Ángel González, el amado poeta que vivía y dejaba vivir, me hizo un regalo en forma de titular cuando apenas era yo una redactorcilla resabida, sección Cultura: "La peor censura es la que ejerce uno mismo".

Y qué razón tuvo siempre ese hombre irrepetible.

Consciente de la suerte enorme que tengo al poder escribir y publicar estas letras de urgencia, intento siempre no ofender a quien me importa. Pero sucede que, cuando más cuidado tengo, molesto a alguien que no entiende, que no quiere entender, que interpreta o que retuerce.

Y entonces, confusa y azorada a partes iguales, me paro a reflexionar hasta dónde puede llevarme esta deriva de juzgarme y condenarme mientras digo o escribo frases inocuas que, en tiempos no muy lejanos, habrían sacado una sonrisa hasta al más susceptible.

Y así pasa el siglo XXI, problemático y febril, sin que suceda una hecatombe que nos borre de este permanente estado de infantilismo en el que nos hemos instalado.

Y así vamos eligiendo, de entre todas las opciones posibles, estar perennemente ofendidos en lugar de preferir, qué se yo, estar absolutamente borrachos. Que es más divertido.

Miren que yo creo que el mejor tiempo siempre es el que está por venir. Pero no miento si digo que antes era tan feliz en mi ignorancia, que me permitía el lujo de escribir estupideces supinas y firmarlas sin temor del respetable, ni de mis directores, ni de la turba enojada, ni de la autoridad competente.

Escribí contra las barbaridades del desaparecido Lagerfeld, el káiser kantamañanas, que acaba de subir a los altares. Escribí sobre el monarca marroquí -su majesquí, lo llamaban- y su inveterada manía de encarcelar gays y disidentes. Escribí contra el poder abusador. Escribí contra el bolso que una diputada regional -allá por los 90- dejaba en su escaño cada vez que se ausentaba de una sesión parlamentaria, lo que sucedía muy frecuentemente. (El bolso no se atrevió nunca a votar, pero era una metáfora perfecta de lo que algunos piensan que es el servicio público).

Y escribí a favor -muy a favor- de Compay Segundo, su picardía y su encanto nonagenario. Y de un montón de gente que a veces lo merecía y otras no.

Por supuesto, erré mucho. Pero así era yo entonces: joven y despreocupada.
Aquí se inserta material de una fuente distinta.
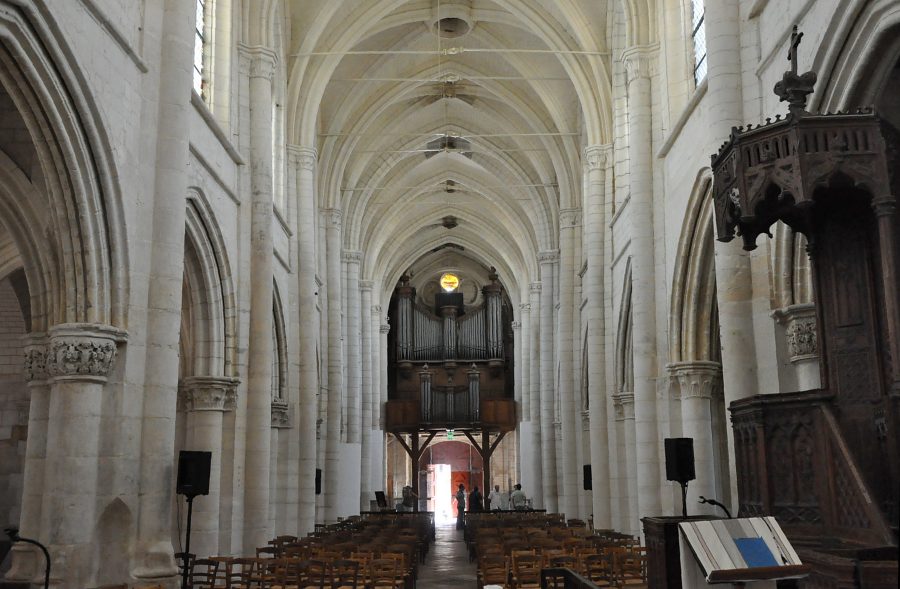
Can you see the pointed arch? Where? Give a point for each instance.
(72, 239)
(694, 313)
(209, 292)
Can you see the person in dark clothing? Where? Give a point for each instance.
(475, 501)
(460, 507)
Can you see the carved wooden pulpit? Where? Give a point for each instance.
(825, 462)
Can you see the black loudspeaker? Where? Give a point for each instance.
(680, 459)
(193, 473)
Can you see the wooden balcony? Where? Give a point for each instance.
(412, 415)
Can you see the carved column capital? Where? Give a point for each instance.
(800, 330)
(548, 257)
(35, 365)
(624, 405)
(569, 218)
(640, 62)
(333, 217)
(304, 157)
(82, 351)
(260, 61)
(281, 414)
(597, 157)
(209, 393)
(700, 379)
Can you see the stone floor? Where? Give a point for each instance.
(447, 564)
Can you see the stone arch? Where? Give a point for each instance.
(75, 257)
(694, 315)
(624, 350)
(208, 307)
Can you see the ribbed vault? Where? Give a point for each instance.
(474, 109)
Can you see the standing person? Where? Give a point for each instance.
(460, 507)
(517, 498)
(475, 502)
(409, 498)
(494, 499)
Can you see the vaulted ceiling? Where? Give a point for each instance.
(475, 109)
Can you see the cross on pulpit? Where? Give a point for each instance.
(792, 52)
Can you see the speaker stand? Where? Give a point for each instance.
(186, 557)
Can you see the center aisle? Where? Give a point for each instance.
(447, 564)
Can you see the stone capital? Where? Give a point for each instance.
(597, 157)
(548, 257)
(800, 330)
(35, 364)
(260, 61)
(333, 216)
(281, 414)
(81, 351)
(640, 62)
(304, 157)
(623, 403)
(569, 218)
(698, 380)
(209, 393)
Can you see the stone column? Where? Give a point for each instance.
(548, 261)
(153, 552)
(79, 359)
(626, 401)
(802, 342)
(596, 159)
(534, 379)
(335, 363)
(698, 383)
(639, 61)
(304, 160)
(569, 221)
(206, 400)
(27, 560)
(367, 392)
(257, 531)
(354, 367)
(734, 288)
(524, 359)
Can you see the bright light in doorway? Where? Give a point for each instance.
(443, 496)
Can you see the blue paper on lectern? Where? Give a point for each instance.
(755, 552)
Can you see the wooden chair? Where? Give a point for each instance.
(345, 575)
(385, 572)
(598, 570)
(204, 574)
(240, 573)
(526, 571)
(493, 570)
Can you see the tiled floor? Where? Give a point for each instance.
(447, 565)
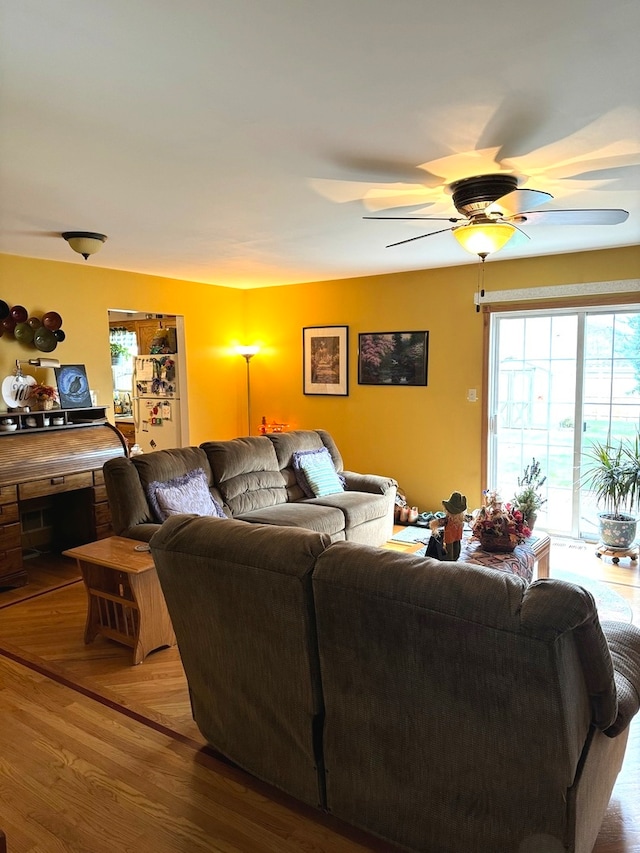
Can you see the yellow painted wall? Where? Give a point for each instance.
(429, 438)
(83, 293)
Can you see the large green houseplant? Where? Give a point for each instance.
(613, 475)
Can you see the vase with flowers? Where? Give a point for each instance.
(45, 396)
(499, 527)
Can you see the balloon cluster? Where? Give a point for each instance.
(44, 333)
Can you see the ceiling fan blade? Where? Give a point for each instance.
(602, 216)
(419, 237)
(516, 201)
(423, 218)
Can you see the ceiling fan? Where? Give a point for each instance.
(493, 210)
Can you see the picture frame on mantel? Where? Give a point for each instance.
(393, 358)
(325, 360)
(73, 386)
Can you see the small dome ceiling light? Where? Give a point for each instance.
(84, 242)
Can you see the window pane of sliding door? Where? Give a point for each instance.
(611, 390)
(533, 408)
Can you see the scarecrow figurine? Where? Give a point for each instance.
(453, 523)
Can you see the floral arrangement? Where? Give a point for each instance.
(44, 392)
(499, 527)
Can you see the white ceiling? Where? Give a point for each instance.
(240, 142)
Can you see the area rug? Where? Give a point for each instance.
(412, 534)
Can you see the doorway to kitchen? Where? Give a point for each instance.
(149, 379)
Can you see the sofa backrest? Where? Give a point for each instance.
(240, 599)
(287, 443)
(457, 699)
(127, 484)
(246, 473)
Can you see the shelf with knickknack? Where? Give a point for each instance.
(49, 419)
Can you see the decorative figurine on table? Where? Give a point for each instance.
(453, 524)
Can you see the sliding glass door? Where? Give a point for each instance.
(560, 380)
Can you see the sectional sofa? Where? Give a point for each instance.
(294, 479)
(440, 706)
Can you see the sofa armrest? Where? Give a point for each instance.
(371, 483)
(624, 646)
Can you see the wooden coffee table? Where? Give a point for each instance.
(125, 600)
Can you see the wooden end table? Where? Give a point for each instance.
(125, 600)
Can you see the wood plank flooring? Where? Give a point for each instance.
(105, 755)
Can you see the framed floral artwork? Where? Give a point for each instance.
(393, 358)
(325, 360)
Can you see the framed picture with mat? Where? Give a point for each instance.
(73, 386)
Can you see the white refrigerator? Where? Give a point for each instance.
(156, 402)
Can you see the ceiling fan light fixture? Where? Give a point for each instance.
(484, 238)
(85, 243)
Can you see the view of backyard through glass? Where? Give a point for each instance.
(551, 371)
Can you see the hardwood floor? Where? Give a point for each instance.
(98, 755)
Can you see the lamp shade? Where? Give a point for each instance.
(484, 238)
(84, 242)
(247, 351)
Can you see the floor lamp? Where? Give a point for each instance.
(247, 353)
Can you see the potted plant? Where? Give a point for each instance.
(613, 474)
(118, 352)
(528, 499)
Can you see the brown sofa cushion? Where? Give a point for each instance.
(246, 473)
(241, 603)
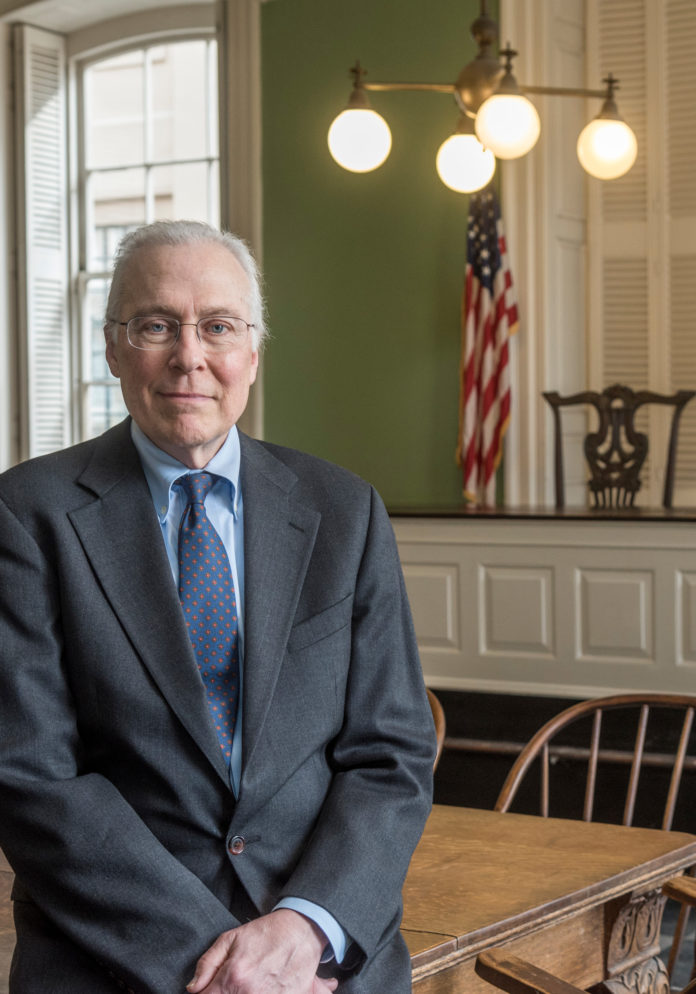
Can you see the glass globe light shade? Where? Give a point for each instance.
(359, 140)
(463, 164)
(607, 148)
(507, 124)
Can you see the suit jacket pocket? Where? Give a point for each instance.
(322, 625)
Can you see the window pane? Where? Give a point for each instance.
(95, 308)
(186, 191)
(114, 103)
(115, 204)
(104, 408)
(180, 103)
(154, 105)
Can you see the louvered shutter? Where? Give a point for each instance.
(42, 239)
(642, 284)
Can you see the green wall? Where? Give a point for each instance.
(364, 272)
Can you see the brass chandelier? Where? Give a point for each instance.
(496, 120)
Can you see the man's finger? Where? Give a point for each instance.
(210, 962)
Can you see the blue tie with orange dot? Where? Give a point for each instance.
(206, 590)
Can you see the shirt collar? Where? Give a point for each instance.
(161, 469)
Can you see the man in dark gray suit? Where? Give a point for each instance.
(151, 852)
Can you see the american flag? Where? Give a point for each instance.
(489, 317)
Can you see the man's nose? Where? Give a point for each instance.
(188, 351)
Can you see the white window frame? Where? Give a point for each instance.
(82, 276)
(237, 23)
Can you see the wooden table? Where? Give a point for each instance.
(580, 900)
(6, 926)
(576, 899)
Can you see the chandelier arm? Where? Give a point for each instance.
(435, 87)
(562, 91)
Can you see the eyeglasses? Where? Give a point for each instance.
(156, 332)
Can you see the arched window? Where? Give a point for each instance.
(148, 149)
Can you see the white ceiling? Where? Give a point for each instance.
(71, 15)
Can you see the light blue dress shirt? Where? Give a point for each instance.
(225, 508)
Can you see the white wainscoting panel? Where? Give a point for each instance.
(516, 610)
(685, 620)
(615, 615)
(434, 596)
(543, 604)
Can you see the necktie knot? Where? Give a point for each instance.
(196, 486)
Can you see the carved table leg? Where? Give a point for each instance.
(633, 958)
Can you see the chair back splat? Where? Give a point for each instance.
(676, 709)
(653, 716)
(616, 451)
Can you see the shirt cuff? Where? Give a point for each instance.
(337, 938)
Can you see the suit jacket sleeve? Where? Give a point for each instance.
(357, 856)
(81, 852)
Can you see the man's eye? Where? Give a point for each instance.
(218, 327)
(157, 327)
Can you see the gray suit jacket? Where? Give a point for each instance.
(115, 809)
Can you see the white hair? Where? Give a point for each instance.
(187, 233)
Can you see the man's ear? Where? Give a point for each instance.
(111, 358)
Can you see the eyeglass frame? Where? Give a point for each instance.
(180, 325)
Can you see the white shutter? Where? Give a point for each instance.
(42, 239)
(642, 266)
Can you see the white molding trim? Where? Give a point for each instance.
(240, 144)
(136, 29)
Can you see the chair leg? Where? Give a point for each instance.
(677, 938)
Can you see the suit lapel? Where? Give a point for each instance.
(121, 536)
(279, 538)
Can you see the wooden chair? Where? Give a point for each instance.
(616, 451)
(439, 719)
(518, 976)
(542, 748)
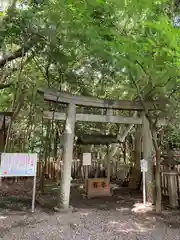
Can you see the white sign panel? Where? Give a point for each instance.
(18, 164)
(144, 165)
(86, 159)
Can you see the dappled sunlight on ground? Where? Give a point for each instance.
(120, 217)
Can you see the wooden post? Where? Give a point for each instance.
(172, 189)
(137, 154)
(109, 150)
(67, 156)
(147, 155)
(109, 164)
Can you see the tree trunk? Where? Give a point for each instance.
(157, 174)
(147, 155)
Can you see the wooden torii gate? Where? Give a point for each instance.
(71, 117)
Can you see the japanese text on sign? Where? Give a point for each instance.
(18, 164)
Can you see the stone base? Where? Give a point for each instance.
(62, 210)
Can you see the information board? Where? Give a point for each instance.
(18, 164)
(86, 159)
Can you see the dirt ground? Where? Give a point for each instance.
(114, 218)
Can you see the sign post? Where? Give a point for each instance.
(144, 169)
(20, 165)
(86, 163)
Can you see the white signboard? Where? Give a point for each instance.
(144, 165)
(18, 164)
(86, 159)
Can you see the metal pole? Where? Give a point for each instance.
(34, 194)
(144, 187)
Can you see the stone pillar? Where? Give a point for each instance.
(67, 156)
(147, 146)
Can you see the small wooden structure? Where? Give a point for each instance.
(96, 187)
(172, 178)
(71, 117)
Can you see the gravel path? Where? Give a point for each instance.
(87, 224)
(111, 218)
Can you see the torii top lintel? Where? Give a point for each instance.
(63, 97)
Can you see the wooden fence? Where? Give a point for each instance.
(164, 181)
(51, 169)
(51, 172)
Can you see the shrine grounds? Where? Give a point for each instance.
(119, 217)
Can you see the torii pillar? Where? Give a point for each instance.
(147, 147)
(65, 183)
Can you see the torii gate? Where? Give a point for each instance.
(71, 117)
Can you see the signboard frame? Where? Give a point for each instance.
(21, 165)
(144, 169)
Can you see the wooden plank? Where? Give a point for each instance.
(62, 97)
(8, 114)
(94, 118)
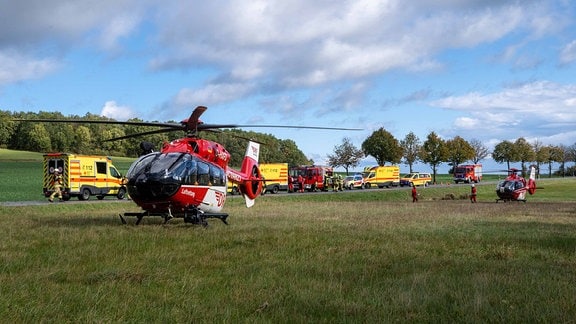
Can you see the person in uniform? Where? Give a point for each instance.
(300, 183)
(58, 184)
(473, 193)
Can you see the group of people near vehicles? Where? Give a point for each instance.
(298, 184)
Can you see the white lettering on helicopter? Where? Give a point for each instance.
(222, 156)
(188, 193)
(234, 177)
(220, 198)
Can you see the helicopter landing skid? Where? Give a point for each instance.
(507, 200)
(193, 216)
(197, 216)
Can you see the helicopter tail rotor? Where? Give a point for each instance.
(252, 186)
(532, 180)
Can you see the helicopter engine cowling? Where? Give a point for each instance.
(252, 188)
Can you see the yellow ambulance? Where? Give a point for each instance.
(83, 176)
(275, 176)
(381, 176)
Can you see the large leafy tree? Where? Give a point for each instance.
(458, 150)
(480, 150)
(411, 147)
(555, 154)
(504, 152)
(6, 128)
(524, 152)
(345, 155)
(383, 147)
(433, 152)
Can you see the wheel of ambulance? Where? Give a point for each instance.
(121, 193)
(85, 195)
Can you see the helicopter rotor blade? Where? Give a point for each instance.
(157, 131)
(297, 127)
(193, 121)
(108, 122)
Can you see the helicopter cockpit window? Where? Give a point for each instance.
(165, 162)
(138, 166)
(203, 174)
(217, 176)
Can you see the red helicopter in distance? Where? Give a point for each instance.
(515, 187)
(187, 178)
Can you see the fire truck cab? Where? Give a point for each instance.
(468, 173)
(316, 177)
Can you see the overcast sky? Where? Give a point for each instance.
(491, 70)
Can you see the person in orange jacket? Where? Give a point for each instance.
(473, 193)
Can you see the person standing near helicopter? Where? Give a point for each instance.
(473, 193)
(414, 194)
(58, 184)
(300, 183)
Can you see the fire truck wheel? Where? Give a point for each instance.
(85, 195)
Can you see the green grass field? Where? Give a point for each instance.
(360, 256)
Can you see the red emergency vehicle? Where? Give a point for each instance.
(468, 173)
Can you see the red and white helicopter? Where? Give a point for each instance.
(515, 187)
(187, 178)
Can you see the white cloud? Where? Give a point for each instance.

Repartía mis adhesiones y mis desacuerdos según me daba el aire.

Y créanme que no me detuve jamás a pensar si aquellas letras, entre ingenuas y gamberras, iban a gustar lo bastante, o si iban a molestar o herir sensibilidades, o si me iban a impedir el paso o cerrar alguna puerta futura.

Cosa que, siendo sincera, en aquel momento me importaba bastante poco.

Hice lo que quise, lo que pude y lo que me dejaron. Y no recuerdo que el mundo se cayera, porque el mundo era y sigue siendo bastante más grande que cualquier conjuntito de líneas más o menos atinadas que una insignificante juntaletras perdida en medio del Atlántico pudiera colocar en una columna.

No sé bien en qué momento se jodió el Perú, que viene a querer decir que no recuerdo cuándo empecé a juzgarme mientras escribía y a perder espontaneidad y recortarme libertades.

Tal vez sucedió cuando empecé a escribir para otros. Quizá entregué ahí, sin sospecharlo, lo más valioso que tenía.

Lo que sé es que no soy más feliz ahora.

Porque, para qué engañarnos: todos queremos gustar y -dicen los que saben de esto- escribimos para que nos quieran.

Y, hoy, además, tenemos la obligación de ser los más ingeniosos, para que nadie nos expulse de ese olimpo de ocurrentes paridores de gracietas y chascarrillos que son las redes sociales.

Pero más vale que asumamos, cuanto antes, que los únicos fans que van a quedarnos con el tiempo, en este mundo cada vez más preso de los prejuicios, son nuestros padres. Si es que viven.

Desde el respeto lo digo y sin querer ofender a nadie.